3) Yellow mango nectarine
Mango nectarine is an interesting development in nectarine cultivation. The so-called mango nectarine is actually a type of nectarine with yellow skin and flesh.
While the flesh is typically a uniform golden yellow color at maturity, the skin may be entirely golden yellow, golden yellow with some yellow green, or predominantly yellow with reddish speckles, a red tinge or even an apricot blush.
4) Honeydew nectarine
As its more common name suggests, the honeydew nectarine is a type of nectarine that resembles a honeydew melon in color. Honeydew nectarines have a pale green or, in some cases, light yellowish-green skin, strongly reminiscent of the color of honeydew melon.
The flesh is pale, either a pale, whitish green or a very pale yellow. In some fruits, the flesh is visibly lighter in the center, usually whitish, and a pale green as it nears the skin.
5) Purple nectarines
Purple nectarines are nectarines with dark red or purple-red skin. The skin may be a uniform color, or lightly tinged or speckled with yellow or a greenish white.
This type of nectarine typically has a golden yellow flesh, although there are cultivars with pale yellow and white flesh, too. The flesh surrounding the pit can also be tinged with red or purple-red.

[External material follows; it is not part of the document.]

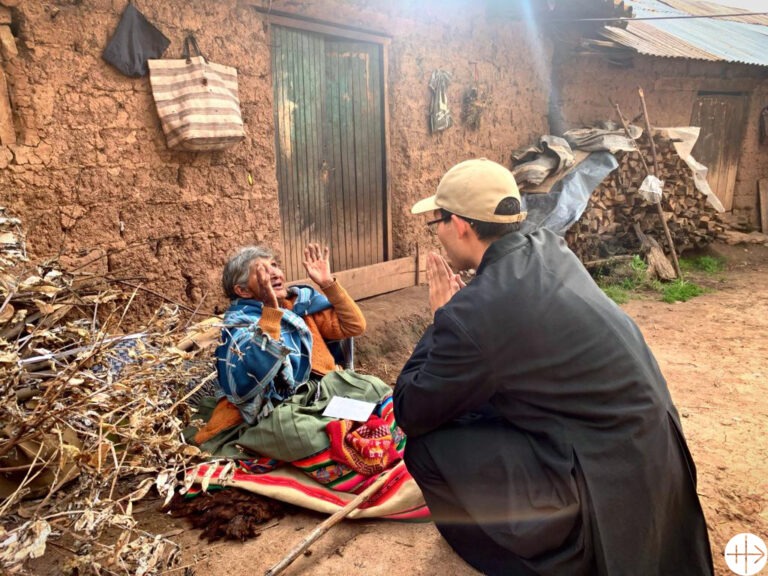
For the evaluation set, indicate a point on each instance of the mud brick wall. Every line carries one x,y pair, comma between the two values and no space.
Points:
91,177
670,87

Types of nectarines by shape
1) Roundish nectarines
Most nectarines are rounded and somewhat heart-shaped, with a groove running across the fruit from the stem to the base.
The overall appearance is that of a peach, but without the fuzz.
2) Rectangular nectarines (flat nectarines)
Rectangular nectarines are more commonly known as flat nectarines and are the nectarine version of flat peaches.
The fruit are flattened at the top and bottom and look compressed, an atypical appearance for fruits. While unnatural looking, flat nectarines are quite popular, as are flat peaches and flat watermelons.
Types of nectarine by stone
1) Clingstone nectarines
Clingstones nectarines are nectarines whose flesh clings to the pit or stone in the center of the fruit (or whose pit or stone clings to the flesh).
These are a little bit more difficult to eat as the stone has an intricate design of ridges and groves which prevents the flesh that adheres to it from being consumed.
2) Freestone nectarines
Freestone nectarines are nectarines whose flesh is free from the pit or stone. That is, the flesh separates easily from the central pit or stone. This particular type if preferred because it makes consumption of the fruit easy.
3) Partially clingstone/freestone
There is another type of nectarine according to flesh adherence to the stone or pit and it’s called partially clingstone or partially freestone. When it comes to this particular type of nectarine, while the flesh does cling to the pit or stone in the center of the fruit, either it is not completely attached (only part of the flesh adheres to the pit/stone), or it does not adhere so strongly and pulls from the pit/stone.